Sunday, December 8, 2019

The Gift of Grief-One small task a day


It's been almost 6 years since my mother passed away. The most powerful years of my life. I am hardly the person I was when I was Dottie's daughter. She was such a big presence in my life. She left this gaping hole in my soul that I have since filled slowly, day by day, year by year, with self love. She gave my life significance and light. She needed me. She lived, at times, vicariously through my life adventures. And I grew from her art and her unlimited desire to paint. And because she has passed, I can now see all this without the blinders I used to tolerate that other side of her. I can see the balance.

I cannot even fathom what it must have been like for her when her mother passed and she was just 34 years old, divorced and mother of four. What I do remember was seeing my grandmother in a hospital bed in the middle of her living room. She was pale and sweaty and in so much pain. There was a towel wrapped around her side rail so she could twist it in her anguish! Even in the 1960's we did not use medication for this pain, what were they thinking? I remember  being shipped off to family friend with my young brother. No explanation, no understanding even if my mom was coming back, much less my grandmother. It was not spoken of at all. My mother quickly married, we packed up our house and moved to Puerto Rico; an island in the Caribbean. That's how it was done.

In nursing school my group was responsible for presenting Death and Dying (we were studying Elisabeth Kubler-Ross). I wrote a play which we performed about a little girl who grandmother dies and she speaks out to the universe asking for understanding. "Where did she go? Why can't I be there?, Why won't you tell me?" I remembered my young curiosity and frustration.

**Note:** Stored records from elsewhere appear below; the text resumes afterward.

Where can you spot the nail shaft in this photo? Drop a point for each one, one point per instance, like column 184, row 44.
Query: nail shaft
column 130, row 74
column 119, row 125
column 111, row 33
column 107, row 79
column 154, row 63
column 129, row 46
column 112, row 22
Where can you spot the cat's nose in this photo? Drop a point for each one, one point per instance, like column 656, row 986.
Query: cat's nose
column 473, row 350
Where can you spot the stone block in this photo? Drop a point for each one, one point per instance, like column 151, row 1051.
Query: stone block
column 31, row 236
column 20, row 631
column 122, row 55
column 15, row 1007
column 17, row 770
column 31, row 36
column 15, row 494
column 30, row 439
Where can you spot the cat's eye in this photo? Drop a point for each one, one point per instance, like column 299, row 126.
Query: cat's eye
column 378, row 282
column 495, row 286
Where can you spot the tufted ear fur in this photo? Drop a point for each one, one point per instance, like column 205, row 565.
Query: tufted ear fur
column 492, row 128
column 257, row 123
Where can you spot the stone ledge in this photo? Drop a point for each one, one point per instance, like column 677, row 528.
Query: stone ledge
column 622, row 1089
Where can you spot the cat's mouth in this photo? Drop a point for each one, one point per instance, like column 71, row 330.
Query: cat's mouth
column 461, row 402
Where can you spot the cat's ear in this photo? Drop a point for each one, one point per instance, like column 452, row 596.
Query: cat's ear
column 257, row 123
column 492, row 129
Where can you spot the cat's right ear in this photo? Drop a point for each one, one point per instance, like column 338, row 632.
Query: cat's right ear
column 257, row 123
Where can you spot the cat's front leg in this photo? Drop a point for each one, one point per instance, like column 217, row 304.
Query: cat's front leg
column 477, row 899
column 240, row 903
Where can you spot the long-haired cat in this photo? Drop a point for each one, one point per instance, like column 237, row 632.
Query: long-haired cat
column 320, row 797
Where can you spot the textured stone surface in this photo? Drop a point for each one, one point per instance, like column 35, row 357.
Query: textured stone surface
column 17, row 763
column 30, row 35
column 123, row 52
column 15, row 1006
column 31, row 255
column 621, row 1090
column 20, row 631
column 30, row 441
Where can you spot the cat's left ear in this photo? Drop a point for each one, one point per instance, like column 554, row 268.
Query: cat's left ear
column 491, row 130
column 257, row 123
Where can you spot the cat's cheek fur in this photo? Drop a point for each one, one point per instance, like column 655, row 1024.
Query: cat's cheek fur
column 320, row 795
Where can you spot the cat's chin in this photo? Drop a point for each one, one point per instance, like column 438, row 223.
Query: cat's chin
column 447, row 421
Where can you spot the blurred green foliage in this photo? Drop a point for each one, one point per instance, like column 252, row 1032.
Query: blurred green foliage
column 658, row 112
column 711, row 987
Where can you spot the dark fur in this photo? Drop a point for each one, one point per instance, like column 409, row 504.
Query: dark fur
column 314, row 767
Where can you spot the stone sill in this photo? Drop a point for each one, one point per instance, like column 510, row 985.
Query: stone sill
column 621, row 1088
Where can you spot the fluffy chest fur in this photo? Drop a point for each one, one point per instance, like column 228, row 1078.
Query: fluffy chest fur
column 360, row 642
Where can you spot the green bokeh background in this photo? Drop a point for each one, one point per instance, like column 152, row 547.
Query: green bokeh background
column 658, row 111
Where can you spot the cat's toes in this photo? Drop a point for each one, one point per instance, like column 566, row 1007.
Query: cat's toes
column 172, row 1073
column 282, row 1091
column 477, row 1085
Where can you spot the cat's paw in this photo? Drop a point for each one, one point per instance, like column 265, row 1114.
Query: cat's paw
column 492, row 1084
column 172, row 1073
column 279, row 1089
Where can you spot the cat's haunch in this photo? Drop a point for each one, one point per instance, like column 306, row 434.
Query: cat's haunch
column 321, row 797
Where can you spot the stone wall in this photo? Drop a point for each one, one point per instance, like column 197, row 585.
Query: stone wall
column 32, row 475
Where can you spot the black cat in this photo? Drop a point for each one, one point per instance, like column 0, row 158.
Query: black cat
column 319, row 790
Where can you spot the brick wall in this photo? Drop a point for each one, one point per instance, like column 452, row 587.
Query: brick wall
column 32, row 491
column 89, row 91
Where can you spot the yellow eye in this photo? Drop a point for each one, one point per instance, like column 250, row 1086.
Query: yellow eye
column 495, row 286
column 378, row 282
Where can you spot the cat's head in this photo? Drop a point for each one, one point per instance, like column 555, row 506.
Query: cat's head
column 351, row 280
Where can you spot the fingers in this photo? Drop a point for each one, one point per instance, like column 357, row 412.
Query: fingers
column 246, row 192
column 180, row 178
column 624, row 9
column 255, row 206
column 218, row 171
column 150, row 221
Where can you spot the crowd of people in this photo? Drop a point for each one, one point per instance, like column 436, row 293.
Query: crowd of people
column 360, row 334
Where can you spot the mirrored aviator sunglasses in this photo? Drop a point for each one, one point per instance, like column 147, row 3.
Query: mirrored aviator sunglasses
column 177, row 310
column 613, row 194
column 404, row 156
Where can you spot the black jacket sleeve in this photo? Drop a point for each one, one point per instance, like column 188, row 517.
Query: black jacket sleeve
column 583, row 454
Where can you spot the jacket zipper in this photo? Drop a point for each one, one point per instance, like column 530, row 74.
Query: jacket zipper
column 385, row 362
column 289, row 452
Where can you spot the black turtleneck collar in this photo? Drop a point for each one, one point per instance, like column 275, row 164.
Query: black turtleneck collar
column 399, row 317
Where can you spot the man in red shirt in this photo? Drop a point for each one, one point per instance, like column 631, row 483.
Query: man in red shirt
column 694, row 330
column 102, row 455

The weight of it seemed more important than the situation that unfolded at the "friend's" house with their fourteen year old son and the games he wanted to play. I was eight years old.

One of the best books I read about Death was by Joan Didion, "The Year of Living Magically". As a nurse and as a human, her book made sense of people walking around as zombies after the loss of a loved one. In a way it gave them permission to be lost for a while, as I remember my mom being after her mom died. It gave me a better understanding, I thought. It only makes sense that the body would provide some kind of chemical (hormonal) reaction to the stress of loss.

 Grief is a purifying event. For most of us, we are racked with sadness and gut -wrenching sobs and tears. Our minds are filled with thoughts and regrets, I won't lie to you. The million, "what ifs", "I should have...". Every unpleasant thought or action of the past, makes it way through your grief. It is a thorough cleansing of the soul. The ego itself rears up to point out your faults.  It is a tsunami and it will recede and with it carry away those thoughts to be replaced with a peaceful emptiness. A space to reacquaint yourself with your soul. Slowly the grace in you leads you to the gifts of your lost one.

I remember the immobility. I remember being offered medication and thinking, "Why would I want to dull this overwhelming grief, would I want a pill for overwhelming happiness, or a pill to numb resentment?" I wanted to own it, to move through it and come out on the other side whole.

I remember going out into a  snow storm and screaming myself to my knees asking for guidance from above. I screamed until I could not utter a sound. I let the snow flakes melt on my face. I went inside and slept for the first time in months. Deep and abiding sleep.

The next day, I decided to make a goal of just one thing I would do each day (beyond getting up, having coffee, going to work). Just one small thing for me that I would feel good about accomplishing. It sounded like this, "today, I'll walk around the property, today I will go to yoga". At the end of the day I would know that I got that one thing done and it was enough. It may sound crazy, but three years later I found myself  grinning when I realized I had accomplished six  small things in my day and it felt great.

I don't cry anymore for her. I am eternally grateful for the experience of grief and all that I learned from it. I am not the woman I once was, I am more. I have taken on the gifts both from the grief and the memory of my mom and I am all of that. She will never be far as she lives in my heart and in the space where I abide. Sure miss you, Mom!